Let me end by returning to the volume as a whole. It is inspiring to work through the various perspectives on the complex issues related to joint attention. The collection displays the liveliness of this research area. Whether it successfully undermines the individualistic, sophisticated and austere background pictures remains to be judged; and much research, both empirical as well as conceptual, remains to be done. Whatever the correct views about joint attention are though, anyone who has read this volume will have many new things to think about. Joint attention might indeed be where the life of the mind and the social life first meet; and somewhere close to that meeting place is where to find what makes us humans unique among the animals. This should be enough to keep thinking about joint attention.

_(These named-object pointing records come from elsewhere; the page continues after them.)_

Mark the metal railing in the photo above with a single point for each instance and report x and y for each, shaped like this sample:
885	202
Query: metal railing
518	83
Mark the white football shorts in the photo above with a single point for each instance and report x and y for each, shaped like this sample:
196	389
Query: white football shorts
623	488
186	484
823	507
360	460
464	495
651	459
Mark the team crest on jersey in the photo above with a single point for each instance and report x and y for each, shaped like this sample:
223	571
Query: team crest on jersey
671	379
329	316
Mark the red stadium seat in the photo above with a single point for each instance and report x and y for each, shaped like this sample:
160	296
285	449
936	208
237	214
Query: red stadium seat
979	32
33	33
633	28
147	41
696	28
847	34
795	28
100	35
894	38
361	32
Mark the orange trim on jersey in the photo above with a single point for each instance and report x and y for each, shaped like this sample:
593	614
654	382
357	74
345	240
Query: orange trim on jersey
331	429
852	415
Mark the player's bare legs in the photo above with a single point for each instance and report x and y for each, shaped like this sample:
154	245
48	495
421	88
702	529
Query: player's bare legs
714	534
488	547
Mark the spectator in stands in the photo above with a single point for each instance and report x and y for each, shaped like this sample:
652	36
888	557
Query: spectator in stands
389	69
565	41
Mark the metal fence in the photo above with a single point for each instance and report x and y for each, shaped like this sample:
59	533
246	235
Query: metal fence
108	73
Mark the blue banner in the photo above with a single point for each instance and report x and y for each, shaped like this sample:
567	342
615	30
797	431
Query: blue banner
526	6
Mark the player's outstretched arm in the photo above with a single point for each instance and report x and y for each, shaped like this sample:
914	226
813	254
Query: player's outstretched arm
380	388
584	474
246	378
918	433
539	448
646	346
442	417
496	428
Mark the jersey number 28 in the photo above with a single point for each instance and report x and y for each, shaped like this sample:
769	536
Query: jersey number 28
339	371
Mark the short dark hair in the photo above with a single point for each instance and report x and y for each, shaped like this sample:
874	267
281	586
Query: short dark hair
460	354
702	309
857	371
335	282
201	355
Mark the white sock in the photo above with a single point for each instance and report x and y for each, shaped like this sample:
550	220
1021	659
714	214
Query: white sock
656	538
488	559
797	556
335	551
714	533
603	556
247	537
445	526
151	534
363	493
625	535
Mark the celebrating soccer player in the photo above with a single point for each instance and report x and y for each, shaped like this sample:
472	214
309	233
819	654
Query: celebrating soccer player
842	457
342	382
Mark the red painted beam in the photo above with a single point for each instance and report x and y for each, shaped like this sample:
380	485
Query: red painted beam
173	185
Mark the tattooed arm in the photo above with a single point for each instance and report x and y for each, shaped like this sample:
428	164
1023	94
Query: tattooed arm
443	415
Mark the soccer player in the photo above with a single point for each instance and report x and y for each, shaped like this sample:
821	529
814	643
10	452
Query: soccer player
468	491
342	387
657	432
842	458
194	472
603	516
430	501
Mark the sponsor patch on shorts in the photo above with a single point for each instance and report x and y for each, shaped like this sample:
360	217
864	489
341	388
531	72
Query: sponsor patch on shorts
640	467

Peacocke C. (2005). Joint Attention: Its Nature, Reflexivity, and Relation to Common Knowledge, In: Joint Attention: Communication and Other Minds, ed. N. Eilan, C. Hoerl, T. McCormack, J. Roessler, Oxford University Press

Tomasello M., Carpenter M., Call J., Behne T., and Moll H. (2005). Understanding and sharing of intentions: The origins of cultural cognition, Behavioral and Brain Sciences, 28: 675-735

Wyman E., Rakoczy H., and Tomasello M. (2012). Non-verbal communication enables children's coordination in a ''Stag Hunt'' game, European Journal of Developmental Psychology, 1-14.

[1] This picture is a simplified caricature and should not be attributed to any particular person. Peacocke 2005, though, does offer an account in this neighborhood.

[2] See Wyman, Rakoczy and Tomasello 2012 for recent evidence that suggests that infants are in fact more likely to cooperate in situations with direct intersubjective engagement.

[3] This picture, again, is a caricature and should not be attributed to any actual researcher. In order to appreciate the issues it might be helpful to also engage with Tomasello et al. 2005.